Arcto-Tertiary Geoflora

Many of the needleleaf (gymnosperm) and broadleaf (angiosperm) genera that today are segregated into the taiga and TBDF biomes, respectively, previously existed together in a near-continuous belt across Eurasia and North America. This distribution pattern occurred some 65 to 15 million years ago, when the northern continents were joined by a Bering land bridge and located at a lower latitude. In geologic time this period is known as the Tertiary, and globally there was a much milder climate than at present. A single flora existed around the earth in the northern latitudes at that time, a flora now designated as the Arcto-Tertiary Geoflora.

About 15 million years ago climatic cooling took place due to the northward drift of both continents, and drying occurred in the center of the North American continent as a consequence of the uplift of the Rocky Mountains. Cooling apparently led to the sorting out of the gymnosperms from the angiosperms.

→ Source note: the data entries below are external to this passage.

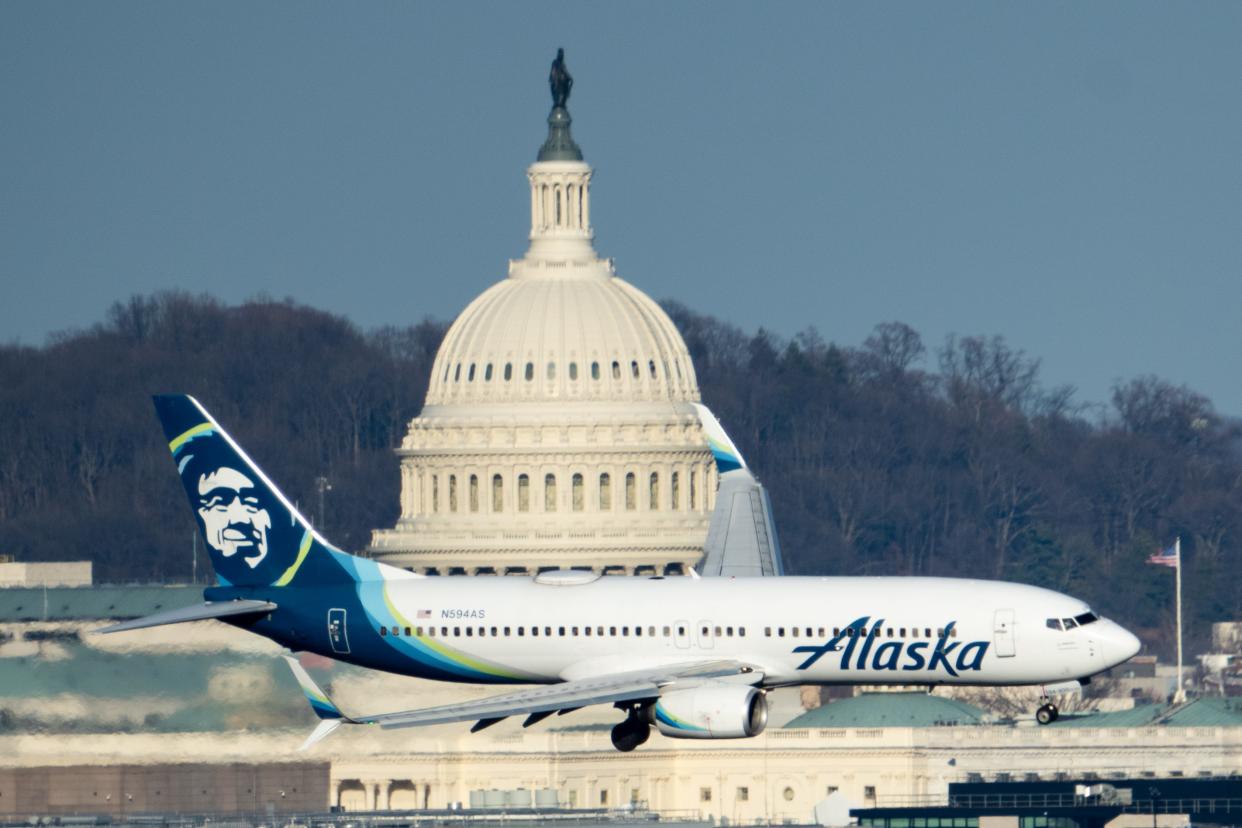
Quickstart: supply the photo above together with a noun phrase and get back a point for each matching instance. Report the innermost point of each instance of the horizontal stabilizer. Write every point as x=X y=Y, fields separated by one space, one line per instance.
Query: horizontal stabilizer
x=198 y=612
x=742 y=535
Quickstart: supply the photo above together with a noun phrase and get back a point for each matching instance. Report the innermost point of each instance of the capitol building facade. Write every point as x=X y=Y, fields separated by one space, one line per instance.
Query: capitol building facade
x=559 y=430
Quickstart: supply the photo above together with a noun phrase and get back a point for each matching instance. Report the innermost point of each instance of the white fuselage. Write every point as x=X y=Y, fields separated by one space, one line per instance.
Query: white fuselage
x=793 y=630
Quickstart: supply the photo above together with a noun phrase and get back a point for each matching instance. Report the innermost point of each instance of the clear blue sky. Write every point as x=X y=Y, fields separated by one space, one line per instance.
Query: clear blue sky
x=1065 y=174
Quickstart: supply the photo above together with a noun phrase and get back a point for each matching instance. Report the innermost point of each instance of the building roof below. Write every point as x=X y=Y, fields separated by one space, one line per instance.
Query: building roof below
x=891 y=710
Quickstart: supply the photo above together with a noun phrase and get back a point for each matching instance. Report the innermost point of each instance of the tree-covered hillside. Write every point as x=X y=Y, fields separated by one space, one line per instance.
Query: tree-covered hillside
x=883 y=458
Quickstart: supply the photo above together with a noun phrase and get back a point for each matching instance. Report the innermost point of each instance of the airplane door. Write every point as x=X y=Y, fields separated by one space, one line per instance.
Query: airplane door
x=1002 y=633
x=682 y=634
x=706 y=639
x=337 y=634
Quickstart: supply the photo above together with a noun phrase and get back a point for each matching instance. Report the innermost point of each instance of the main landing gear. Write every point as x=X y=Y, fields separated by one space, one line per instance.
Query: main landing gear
x=632 y=731
x=1047 y=711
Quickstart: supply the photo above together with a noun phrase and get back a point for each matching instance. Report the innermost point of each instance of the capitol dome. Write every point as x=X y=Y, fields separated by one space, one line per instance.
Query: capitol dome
x=563 y=333
x=559 y=428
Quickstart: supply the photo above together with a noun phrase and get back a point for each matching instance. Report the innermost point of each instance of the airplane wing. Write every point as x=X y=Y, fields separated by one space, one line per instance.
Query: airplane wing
x=537 y=703
x=198 y=612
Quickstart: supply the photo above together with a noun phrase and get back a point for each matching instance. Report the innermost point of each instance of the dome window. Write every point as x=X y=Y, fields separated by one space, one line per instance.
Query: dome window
x=549 y=493
x=605 y=492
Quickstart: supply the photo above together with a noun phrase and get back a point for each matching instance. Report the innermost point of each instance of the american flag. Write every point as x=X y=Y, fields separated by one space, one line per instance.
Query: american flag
x=1166 y=556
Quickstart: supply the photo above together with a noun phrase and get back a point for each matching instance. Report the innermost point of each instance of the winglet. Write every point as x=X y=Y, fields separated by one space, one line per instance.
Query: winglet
x=318 y=699
x=725 y=453
x=321 y=731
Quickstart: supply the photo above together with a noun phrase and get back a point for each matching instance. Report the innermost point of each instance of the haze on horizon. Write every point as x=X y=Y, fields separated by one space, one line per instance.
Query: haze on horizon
x=1062 y=174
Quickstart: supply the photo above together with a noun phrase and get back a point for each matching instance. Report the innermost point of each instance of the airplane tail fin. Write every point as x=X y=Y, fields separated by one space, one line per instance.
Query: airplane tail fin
x=255 y=535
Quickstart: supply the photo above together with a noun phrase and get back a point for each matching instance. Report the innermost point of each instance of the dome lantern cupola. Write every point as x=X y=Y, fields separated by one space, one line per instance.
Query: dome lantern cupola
x=560 y=181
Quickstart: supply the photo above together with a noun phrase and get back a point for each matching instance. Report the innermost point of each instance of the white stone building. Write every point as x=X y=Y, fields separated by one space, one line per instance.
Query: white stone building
x=558 y=428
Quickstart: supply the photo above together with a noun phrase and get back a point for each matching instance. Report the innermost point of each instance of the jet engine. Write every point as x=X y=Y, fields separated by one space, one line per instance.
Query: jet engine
x=711 y=711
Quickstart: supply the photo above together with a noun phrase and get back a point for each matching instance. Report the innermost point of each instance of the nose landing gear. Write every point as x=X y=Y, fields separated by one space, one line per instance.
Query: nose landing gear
x=631 y=733
x=1047 y=711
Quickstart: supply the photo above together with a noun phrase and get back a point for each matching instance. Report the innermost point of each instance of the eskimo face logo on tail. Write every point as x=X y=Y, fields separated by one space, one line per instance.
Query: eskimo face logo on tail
x=861 y=637
x=234 y=519
x=240 y=518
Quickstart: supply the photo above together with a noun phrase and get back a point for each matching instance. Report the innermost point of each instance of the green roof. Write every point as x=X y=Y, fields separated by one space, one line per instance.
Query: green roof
x=92 y=602
x=1212 y=711
x=891 y=710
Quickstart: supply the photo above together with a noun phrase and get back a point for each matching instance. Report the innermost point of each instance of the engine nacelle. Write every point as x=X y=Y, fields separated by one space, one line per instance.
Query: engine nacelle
x=720 y=711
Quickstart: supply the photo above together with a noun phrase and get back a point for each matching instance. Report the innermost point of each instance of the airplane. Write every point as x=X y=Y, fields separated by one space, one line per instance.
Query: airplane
x=691 y=656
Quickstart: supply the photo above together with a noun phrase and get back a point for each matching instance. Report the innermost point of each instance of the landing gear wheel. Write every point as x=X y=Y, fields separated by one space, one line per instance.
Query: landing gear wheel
x=630 y=734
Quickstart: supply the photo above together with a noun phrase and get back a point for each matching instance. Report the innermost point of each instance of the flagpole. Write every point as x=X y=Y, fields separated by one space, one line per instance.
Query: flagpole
x=1178 y=697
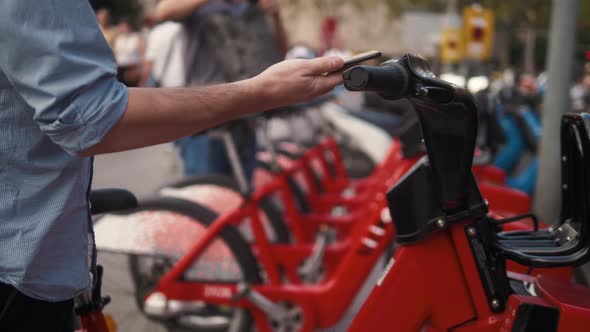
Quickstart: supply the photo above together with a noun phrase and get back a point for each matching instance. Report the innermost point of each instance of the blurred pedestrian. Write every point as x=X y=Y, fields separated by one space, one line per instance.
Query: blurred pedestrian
x=163 y=62
x=103 y=17
x=128 y=53
x=216 y=52
x=580 y=94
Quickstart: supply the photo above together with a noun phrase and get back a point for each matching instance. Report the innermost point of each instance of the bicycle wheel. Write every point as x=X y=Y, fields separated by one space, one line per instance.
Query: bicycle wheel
x=170 y=228
x=210 y=189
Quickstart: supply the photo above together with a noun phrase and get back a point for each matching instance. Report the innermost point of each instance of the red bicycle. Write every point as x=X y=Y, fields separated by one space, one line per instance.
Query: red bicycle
x=461 y=282
x=223 y=279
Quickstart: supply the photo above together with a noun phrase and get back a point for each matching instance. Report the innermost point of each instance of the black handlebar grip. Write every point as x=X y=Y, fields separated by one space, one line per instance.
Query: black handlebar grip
x=389 y=80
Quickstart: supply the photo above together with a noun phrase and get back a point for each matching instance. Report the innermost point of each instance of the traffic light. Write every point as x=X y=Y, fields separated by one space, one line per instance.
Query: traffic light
x=478 y=27
x=451 y=50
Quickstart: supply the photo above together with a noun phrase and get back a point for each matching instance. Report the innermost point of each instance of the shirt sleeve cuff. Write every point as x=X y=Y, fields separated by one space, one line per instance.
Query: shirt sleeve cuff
x=89 y=117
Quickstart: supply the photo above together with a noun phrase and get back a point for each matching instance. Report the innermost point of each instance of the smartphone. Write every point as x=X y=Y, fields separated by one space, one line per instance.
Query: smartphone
x=359 y=58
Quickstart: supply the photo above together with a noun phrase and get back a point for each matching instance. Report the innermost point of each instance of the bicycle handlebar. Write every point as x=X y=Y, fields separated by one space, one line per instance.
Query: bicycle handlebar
x=390 y=79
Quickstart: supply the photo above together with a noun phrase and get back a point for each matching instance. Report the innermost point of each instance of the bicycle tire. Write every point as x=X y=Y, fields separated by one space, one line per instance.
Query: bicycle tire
x=239 y=248
x=271 y=211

The gymnosperms became concentrated in higher latitudes as a Boreal Forest; angiosperms, preferring a milder climate, became the TBDF. The development of the colder Arctic and Boreal regions and of the drier zones to the lee of the Rockies created disjunctions in the TBDF, leading to the contemporary distribution pattern of the biome and explaining the close relationships (congeners) among the flora of its North American, East Asian, and European expressions.